Members of the International Longshoremen’s Association Local 333 voted by a thin margin to approve the contract negotiated by national ILA officials and the Steamship Trade Association of Baltimore, which represents shippers.

The vote was met with relief by shipping representatives and port officials, who have worked to allay shippers’ concerns about labor stability throughout the long negotiations.

Michael Angelos, president of the Steamship Trade Association, said the “contract ratification provides security for the membership and to port of Baltimore customers.”

Helen Delich Bentley, a former congresswoman and current adviser to the Maryland Port Administration, said the “18 months of uncertainty have not helped the port’s image.” She said she was glad Local 333 members voted to put the dispute behind them.

“The passage of the contract tonight should provide the solid foundation that we need for the port of Baltimore to move ahead,” Bentley said.

A vote tally was not released, but Bentley said the contract passed by just a few votes.

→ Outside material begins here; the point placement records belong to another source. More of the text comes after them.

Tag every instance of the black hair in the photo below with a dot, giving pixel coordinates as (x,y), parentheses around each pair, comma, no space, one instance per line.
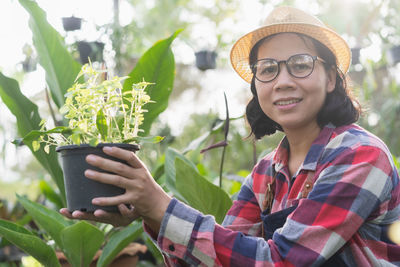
(339,108)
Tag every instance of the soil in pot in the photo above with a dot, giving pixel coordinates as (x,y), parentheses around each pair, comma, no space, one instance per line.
(79,189)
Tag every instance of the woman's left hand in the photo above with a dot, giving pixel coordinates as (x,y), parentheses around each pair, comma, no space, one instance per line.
(142,192)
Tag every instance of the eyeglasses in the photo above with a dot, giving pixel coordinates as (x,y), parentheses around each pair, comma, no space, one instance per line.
(299,66)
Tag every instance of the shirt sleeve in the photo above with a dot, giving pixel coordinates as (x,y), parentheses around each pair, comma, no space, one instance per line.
(244,215)
(349,187)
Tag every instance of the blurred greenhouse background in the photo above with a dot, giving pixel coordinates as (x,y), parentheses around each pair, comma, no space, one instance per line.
(117,32)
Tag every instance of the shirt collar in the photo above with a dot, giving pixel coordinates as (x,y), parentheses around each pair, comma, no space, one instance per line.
(310,162)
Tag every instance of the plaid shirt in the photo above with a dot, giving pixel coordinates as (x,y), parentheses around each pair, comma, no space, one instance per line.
(353,197)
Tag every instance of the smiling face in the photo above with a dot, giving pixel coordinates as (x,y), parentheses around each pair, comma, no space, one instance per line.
(293,102)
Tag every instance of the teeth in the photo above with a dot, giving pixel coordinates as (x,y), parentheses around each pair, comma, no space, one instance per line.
(287,102)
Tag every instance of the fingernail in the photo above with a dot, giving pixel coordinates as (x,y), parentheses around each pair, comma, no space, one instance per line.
(107,149)
(91,159)
(89,173)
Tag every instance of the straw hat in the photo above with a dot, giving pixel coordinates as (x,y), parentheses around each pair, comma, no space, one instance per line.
(289,19)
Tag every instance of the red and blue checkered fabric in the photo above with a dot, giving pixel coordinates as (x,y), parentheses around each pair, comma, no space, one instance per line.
(355,197)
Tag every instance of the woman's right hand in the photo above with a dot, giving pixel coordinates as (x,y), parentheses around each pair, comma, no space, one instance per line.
(124,217)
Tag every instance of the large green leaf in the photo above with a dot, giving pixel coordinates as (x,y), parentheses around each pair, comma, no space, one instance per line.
(28,119)
(118,241)
(157,65)
(199,192)
(61,69)
(49,220)
(81,241)
(29,243)
(170,171)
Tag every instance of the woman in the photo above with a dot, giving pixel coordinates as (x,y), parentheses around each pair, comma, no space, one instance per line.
(324,196)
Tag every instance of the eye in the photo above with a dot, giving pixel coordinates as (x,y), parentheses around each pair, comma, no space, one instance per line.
(301,64)
(267,68)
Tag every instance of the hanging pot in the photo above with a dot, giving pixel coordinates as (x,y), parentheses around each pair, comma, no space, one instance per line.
(394,55)
(92,50)
(71,23)
(80,190)
(355,55)
(206,59)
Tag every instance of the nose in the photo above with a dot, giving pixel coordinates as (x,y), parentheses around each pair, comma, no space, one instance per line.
(284,80)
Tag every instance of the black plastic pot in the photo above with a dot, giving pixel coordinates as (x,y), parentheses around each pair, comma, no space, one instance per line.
(80,190)
(92,50)
(71,23)
(206,60)
(394,55)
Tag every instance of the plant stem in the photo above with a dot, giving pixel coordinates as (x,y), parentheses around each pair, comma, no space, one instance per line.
(221,167)
(56,123)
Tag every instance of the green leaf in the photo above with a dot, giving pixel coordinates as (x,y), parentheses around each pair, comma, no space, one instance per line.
(157,65)
(49,220)
(101,124)
(118,241)
(29,243)
(170,171)
(81,241)
(61,69)
(50,194)
(200,193)
(28,119)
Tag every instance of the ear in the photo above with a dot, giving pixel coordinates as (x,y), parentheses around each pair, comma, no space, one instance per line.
(331,79)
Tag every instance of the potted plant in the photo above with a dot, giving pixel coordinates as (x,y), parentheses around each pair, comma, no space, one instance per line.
(99,114)
(81,244)
(92,50)
(71,23)
(394,55)
(206,59)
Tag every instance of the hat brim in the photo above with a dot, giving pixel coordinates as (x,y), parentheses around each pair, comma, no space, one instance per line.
(241,49)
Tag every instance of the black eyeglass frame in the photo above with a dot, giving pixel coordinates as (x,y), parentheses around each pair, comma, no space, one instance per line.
(314,58)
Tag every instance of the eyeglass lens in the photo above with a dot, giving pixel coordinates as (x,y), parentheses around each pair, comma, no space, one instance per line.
(299,66)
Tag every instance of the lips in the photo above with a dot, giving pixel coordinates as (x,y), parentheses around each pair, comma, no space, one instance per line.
(284,102)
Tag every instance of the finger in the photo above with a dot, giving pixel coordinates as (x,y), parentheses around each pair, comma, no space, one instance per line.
(83,215)
(111,201)
(65,212)
(111,166)
(107,178)
(130,213)
(124,154)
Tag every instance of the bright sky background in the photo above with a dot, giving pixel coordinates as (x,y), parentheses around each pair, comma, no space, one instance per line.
(14,32)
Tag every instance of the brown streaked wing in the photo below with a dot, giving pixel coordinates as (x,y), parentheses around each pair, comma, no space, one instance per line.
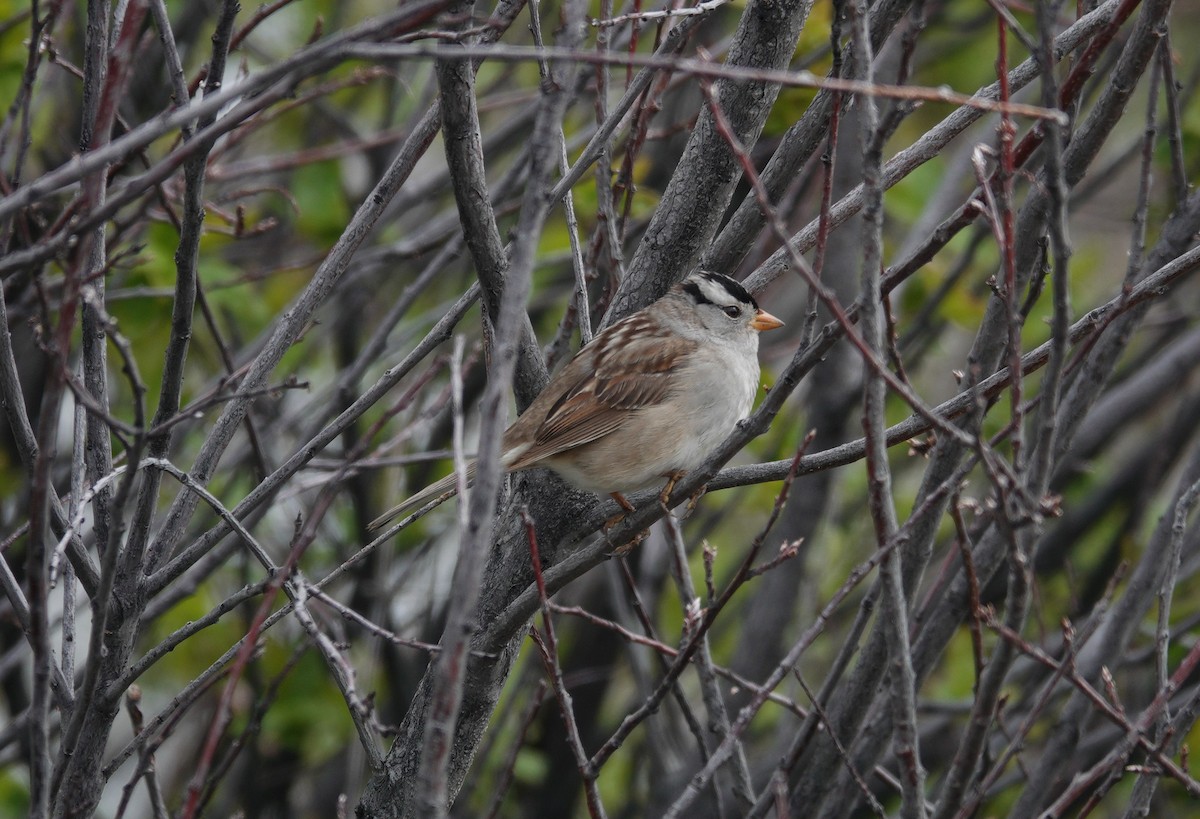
(634,368)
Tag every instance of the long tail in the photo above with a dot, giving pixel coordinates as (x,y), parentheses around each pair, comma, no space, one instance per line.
(442,490)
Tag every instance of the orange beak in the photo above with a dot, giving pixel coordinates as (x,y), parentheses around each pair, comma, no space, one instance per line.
(765,321)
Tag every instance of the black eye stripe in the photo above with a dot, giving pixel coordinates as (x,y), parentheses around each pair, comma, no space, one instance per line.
(694,291)
(735,288)
(730,286)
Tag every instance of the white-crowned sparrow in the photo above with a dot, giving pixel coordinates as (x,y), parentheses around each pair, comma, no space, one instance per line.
(648,399)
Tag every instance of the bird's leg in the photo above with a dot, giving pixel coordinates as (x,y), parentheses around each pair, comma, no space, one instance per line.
(623,502)
(665,495)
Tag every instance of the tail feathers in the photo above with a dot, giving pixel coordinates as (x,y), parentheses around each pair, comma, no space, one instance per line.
(442,490)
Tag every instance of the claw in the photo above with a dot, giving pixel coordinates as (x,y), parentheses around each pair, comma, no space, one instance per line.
(665,495)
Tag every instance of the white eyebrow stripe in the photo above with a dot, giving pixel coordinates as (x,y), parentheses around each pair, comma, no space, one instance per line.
(715,292)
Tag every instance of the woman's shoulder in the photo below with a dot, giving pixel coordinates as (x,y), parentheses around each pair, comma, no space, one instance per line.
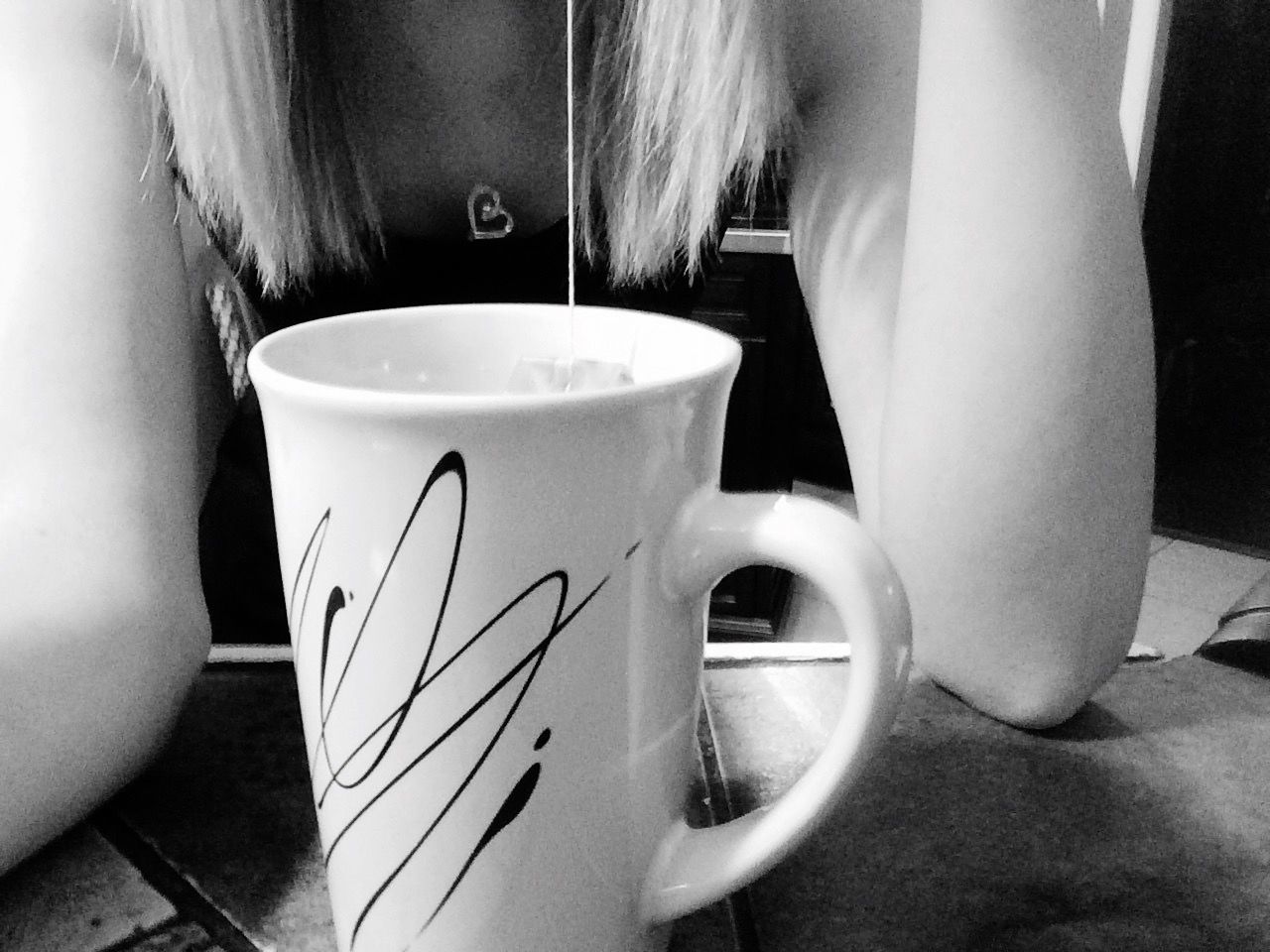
(834,45)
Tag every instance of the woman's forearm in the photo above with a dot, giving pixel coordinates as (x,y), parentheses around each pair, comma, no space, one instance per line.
(1016,467)
(968,249)
(102,622)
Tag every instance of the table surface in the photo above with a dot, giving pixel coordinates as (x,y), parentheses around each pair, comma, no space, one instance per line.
(1142,824)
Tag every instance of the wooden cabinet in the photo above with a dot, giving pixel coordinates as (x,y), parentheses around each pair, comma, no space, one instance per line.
(780,424)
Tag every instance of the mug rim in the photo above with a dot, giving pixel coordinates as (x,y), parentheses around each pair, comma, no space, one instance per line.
(273,380)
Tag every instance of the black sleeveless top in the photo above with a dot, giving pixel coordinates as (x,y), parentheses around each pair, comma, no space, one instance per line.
(238,548)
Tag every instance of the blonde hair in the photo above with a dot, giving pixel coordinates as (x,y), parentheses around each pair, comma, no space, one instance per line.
(686,98)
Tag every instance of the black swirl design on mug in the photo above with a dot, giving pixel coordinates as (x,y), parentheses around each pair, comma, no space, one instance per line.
(385,735)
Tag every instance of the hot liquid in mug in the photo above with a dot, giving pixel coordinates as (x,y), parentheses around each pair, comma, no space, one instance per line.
(497,603)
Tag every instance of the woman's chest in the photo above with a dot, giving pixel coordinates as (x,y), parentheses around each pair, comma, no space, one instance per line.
(444,94)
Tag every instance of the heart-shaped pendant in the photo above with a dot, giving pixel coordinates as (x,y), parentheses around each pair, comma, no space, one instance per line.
(486,217)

Wilbert Rowell, the ILA trustee put in charge of Local 333 in November amid allegations of improprieties by the chapter’s elected local officials, said “no comment” when reached by phone late Wednesday. Before the vote, he had praised the proposed contract as a “positive step in the right direction” that included several “significant gains” for Local 333.

Jim McNamara, a national spokesman for the ILA, did not respond to requests for comment.

The agreement, which covers the handling of automobiles and other noncontainer cargo, complements a broader master contract that governs container cargo handled by ILA labor at ports from Maine to Texas.

The local contract is valid through Sept. 30, 2018, when the master contract also expires, and includes guaranteed wage increases, ensures that all jobs will be filled with ILA labor and ends the hiring of nonunion workers off the pier.

It also forgives a $3.8 million damages award assessed against Local 333 by a federal arbitrator last year after the local’s members went on strike for three days in October 2013, shutting down operations at Baltimore’s public terminals and spurring fears of labor instability.

The arbitrator ruled that the work stoppage violated a no-strike provision in the master contract and ordered Local 333 to pay damages to shippers. The ruling prompted litigation — which will now be jointly dismissed under the new contract’s terms — and complicated the contract negotiations.

Rowell was put in charge of Local 333 in November after accusations that the chapter’s elected leaders had been stacking union rolls improperly ahead of a local election. Rowell purged the rolls of about 500 recently admitted members.

Last week, the former president of Local 333, Riker “Rocky” McKenzie, former recording secretary Ezekiel Givens and 86 purged members filed a lawsuit against both the national ILA and the STA, alleging that they had been removed from leadership and membership positions in the union as part of an effort by the national ILA and the Steamship Trade Association to gain a local contract to their liking.

An attorney for McKenzie and the other plaintiffs said this week that they would challenge any vote taken by the Local 333 membership Wednesday because the contract terms should be negotiated by the chapter’s locally elected leaders and not by Rowell and other outside ILA officials.

However, an emergency motion filed by the attorney Tuesday seeking a temporary injunction to prevent Wednesday’s vote pending an outcome in the case was denied.